Les trois premiers instruments, dont le nom porte la même terminaison, ont une caractéristique commune. Stat signifie stationnaire. Ce ne sont pas des télescopes, mais des accessoires permettant de diriger la lumière d’un astre dans une direction fixe. L’image de l’objet est donc statique. Voir [3].

11.1 Cœlestat

Le cœlestat est un miroir plan collé sur un axe horaire entraîné comme dans une monture équatoriale, mais à une vitesse deux fois moindre (car la réflexion sur un miroir mobile double l’angle). Par construction, la normale au miroir est dans l’équateur. C’est la bissectrice de l’angle que font le rayon incident et le rayon réfléchi. Par conséquent, l’image est symétrique de l’objet par rapport à cette normale. Donc, si l’objet observé est à une déclinaison δ, son image sera vue à une déclinaison -δ.

cœlestat

Le télescope ou la lunette qui observe l’image est donc dirigé vers le miroir, et incliné de cette valeur.

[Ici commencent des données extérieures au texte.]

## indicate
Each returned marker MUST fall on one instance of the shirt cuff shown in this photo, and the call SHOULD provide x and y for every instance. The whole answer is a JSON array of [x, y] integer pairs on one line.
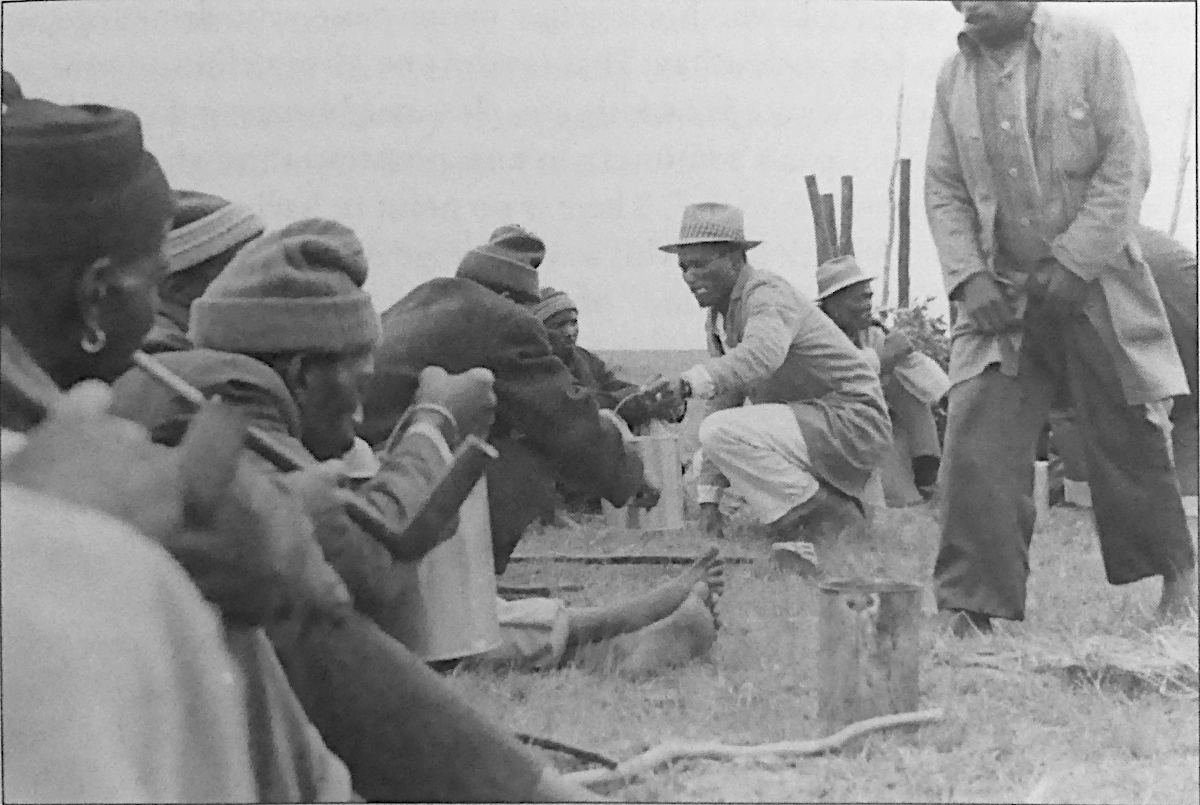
[[431, 432], [701, 382]]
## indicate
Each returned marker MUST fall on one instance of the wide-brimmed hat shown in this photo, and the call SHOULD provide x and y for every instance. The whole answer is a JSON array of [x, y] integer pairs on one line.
[[711, 223], [839, 272]]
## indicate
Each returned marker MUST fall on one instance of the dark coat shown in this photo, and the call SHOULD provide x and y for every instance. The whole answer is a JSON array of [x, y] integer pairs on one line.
[[593, 373], [546, 424]]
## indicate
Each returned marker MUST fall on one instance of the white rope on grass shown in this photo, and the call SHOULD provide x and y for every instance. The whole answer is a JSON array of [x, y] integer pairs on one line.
[[670, 752]]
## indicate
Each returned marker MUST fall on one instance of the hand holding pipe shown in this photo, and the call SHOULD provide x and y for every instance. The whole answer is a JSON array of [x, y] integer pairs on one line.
[[423, 529]]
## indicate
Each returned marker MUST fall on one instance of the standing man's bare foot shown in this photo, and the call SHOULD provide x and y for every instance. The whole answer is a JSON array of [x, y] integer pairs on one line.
[[1179, 595]]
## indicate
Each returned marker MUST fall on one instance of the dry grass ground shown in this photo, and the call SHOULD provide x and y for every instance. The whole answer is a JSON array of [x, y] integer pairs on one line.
[[1011, 733]]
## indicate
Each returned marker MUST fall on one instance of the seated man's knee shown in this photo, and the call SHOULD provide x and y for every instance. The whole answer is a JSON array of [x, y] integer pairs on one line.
[[718, 431]]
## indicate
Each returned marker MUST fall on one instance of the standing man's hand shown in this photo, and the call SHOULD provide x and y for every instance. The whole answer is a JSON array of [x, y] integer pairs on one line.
[[711, 521], [984, 304], [1065, 289], [895, 347]]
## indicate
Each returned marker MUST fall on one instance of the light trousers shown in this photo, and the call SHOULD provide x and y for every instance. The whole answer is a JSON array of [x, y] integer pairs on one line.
[[761, 451]]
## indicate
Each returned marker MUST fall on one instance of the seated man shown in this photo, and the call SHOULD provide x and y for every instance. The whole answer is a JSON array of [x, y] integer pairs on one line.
[[118, 683], [561, 317], [801, 454], [546, 424], [844, 293], [207, 232], [283, 334]]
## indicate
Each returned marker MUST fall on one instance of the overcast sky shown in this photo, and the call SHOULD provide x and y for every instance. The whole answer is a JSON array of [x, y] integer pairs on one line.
[[425, 124]]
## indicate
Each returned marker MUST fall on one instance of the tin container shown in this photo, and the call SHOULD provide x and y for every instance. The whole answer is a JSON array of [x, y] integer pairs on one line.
[[451, 613]]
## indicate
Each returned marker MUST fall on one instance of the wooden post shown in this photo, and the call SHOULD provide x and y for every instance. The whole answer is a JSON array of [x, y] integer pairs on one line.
[[823, 238], [869, 646], [831, 223], [903, 259], [846, 244]]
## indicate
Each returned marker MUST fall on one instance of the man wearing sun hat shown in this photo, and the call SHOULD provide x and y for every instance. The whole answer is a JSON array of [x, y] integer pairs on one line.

Si on veut poser l’instrument horizontalement (à cause de son poids par exemple), on intercale un second miroir, orientable en hauteur, et mobile sur un charriot.

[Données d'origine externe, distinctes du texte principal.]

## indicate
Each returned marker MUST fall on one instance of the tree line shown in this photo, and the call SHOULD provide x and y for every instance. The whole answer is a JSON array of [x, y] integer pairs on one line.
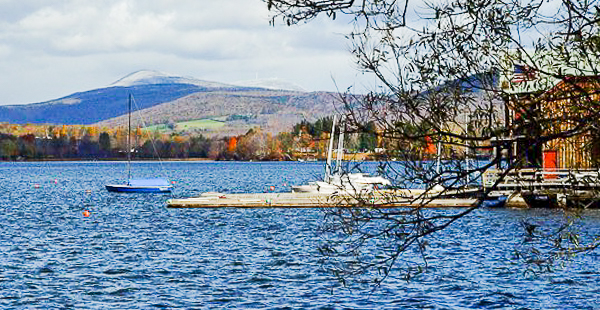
[[64, 142]]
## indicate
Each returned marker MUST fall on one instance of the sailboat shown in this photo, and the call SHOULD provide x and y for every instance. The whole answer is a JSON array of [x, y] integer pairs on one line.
[[338, 182], [152, 185]]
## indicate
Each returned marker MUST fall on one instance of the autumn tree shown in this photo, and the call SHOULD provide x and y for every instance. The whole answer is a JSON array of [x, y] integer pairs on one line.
[[458, 75]]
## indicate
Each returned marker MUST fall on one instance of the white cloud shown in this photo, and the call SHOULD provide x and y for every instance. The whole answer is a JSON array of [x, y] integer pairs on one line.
[[52, 48]]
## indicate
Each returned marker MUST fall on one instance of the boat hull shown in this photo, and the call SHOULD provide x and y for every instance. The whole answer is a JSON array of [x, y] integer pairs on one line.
[[138, 189]]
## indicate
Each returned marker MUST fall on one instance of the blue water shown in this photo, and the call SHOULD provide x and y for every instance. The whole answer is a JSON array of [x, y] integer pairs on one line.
[[133, 252]]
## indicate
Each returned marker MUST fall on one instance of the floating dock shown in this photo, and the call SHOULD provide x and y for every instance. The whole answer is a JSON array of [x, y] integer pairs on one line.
[[408, 198]]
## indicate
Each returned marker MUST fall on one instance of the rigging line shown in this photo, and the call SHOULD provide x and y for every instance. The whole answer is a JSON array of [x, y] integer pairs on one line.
[[141, 118]]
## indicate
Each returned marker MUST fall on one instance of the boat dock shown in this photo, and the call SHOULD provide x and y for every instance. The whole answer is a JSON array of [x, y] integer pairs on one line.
[[408, 198]]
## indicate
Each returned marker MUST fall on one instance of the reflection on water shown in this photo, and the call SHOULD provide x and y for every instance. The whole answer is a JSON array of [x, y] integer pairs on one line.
[[132, 252]]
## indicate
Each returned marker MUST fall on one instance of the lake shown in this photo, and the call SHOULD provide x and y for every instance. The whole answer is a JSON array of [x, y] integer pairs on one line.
[[132, 252]]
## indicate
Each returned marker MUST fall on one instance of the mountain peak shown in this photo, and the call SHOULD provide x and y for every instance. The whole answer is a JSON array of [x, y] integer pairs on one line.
[[271, 83], [152, 77]]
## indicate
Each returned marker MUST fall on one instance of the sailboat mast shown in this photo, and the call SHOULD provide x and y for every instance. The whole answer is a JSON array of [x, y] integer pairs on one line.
[[330, 151], [340, 150], [129, 140]]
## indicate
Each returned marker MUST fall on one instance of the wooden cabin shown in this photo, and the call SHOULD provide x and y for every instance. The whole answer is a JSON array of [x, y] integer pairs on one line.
[[567, 115]]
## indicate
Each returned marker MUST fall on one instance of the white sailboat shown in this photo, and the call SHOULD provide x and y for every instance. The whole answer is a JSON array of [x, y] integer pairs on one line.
[[338, 181], [152, 185]]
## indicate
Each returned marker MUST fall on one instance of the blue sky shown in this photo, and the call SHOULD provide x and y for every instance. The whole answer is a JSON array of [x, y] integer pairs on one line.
[[52, 48]]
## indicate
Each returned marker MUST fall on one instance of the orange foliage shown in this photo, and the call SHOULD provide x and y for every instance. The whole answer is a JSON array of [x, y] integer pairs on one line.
[[231, 144]]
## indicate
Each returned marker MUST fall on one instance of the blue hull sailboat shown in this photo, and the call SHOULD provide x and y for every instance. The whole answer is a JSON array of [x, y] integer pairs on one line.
[[142, 186], [151, 185]]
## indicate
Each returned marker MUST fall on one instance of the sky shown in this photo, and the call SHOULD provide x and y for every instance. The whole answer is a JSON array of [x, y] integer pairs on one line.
[[53, 48]]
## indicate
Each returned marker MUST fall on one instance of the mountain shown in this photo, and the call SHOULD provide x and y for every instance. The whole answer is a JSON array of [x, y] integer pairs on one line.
[[163, 98]]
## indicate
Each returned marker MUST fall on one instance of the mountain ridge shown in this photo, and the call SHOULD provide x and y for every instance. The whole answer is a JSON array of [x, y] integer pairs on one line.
[[169, 98]]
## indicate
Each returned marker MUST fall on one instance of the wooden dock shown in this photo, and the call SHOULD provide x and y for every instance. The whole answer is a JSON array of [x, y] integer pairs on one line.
[[308, 200]]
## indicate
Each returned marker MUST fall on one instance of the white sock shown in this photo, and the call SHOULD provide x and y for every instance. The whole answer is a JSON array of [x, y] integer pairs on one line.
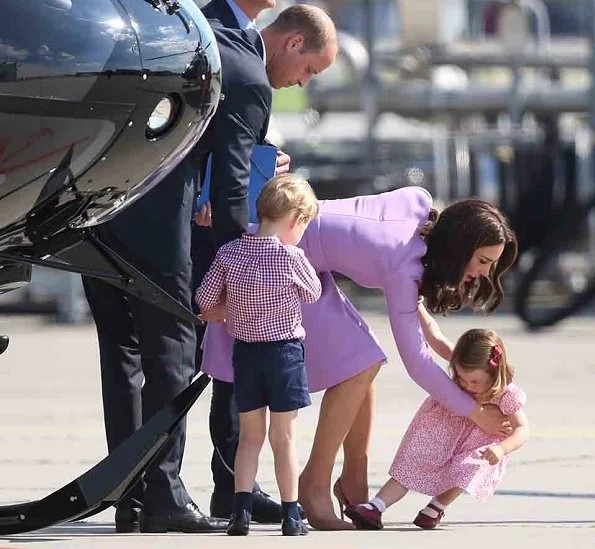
[[432, 512], [376, 502]]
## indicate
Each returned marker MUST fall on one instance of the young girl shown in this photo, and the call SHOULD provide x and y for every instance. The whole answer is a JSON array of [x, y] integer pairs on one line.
[[444, 455], [260, 280]]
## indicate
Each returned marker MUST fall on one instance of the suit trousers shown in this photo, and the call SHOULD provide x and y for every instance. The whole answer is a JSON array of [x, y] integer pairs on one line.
[[224, 419], [146, 353]]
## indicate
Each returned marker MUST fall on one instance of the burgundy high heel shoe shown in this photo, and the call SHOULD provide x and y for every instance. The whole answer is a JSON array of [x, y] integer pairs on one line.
[[341, 498]]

Le cœlestat est utilisé dans deux circonstances essentiellement :

La construction d’un bon cœlestat est aussi complexe que celle d’un équatorial. Il n’est pas facile, contrairement à ce que l’on peut penser, de polir un miroir plan, c’est même plus délicat que de polir un miroir parabolique. Le miroir étant la plupart du temps incliné, doit être plus grand que l’instrument vers lequel il dirige le faisceau. Et la mécanique doit être réalisée avec le même soin que pour une monture de télescope.

Le cœlestat donne une image fixe, sans rotation du champ : on peut faire une photo.

11.2 Sidérostat

Le sidérostat est également un instrument à un miroir, mais celui-ci est mobile selon deux axes. L’axe principal a une direction quelconque. L’inclinaison du miroir sur cet axe entraîne une rotation du champ : le point central du champ est fixe, le reste tourne à une vitesse variable selon l’inclinaison de l’axe principal.

On peut fixer cette vitesse, à condition d’aligner l’axe principal avec l’axe des pôles. Ceci donne le sidérostat polaire. Il permet de diriger le faisceau dans une direction arbitrairement choisie, mais il n’échappe pas à la rotation du champ. Ceci est génant pour la photo, mais n’a pas grande importance pour la spectroscopie.

sidérostat polaire

Avec ces principes, de nombreux instruments ont été construits, à des usages divers. La principale motivation est de renvoyer l’image de l’astre observé dans une direction fixe, où se trouve le récepteur, lourd et encombrant.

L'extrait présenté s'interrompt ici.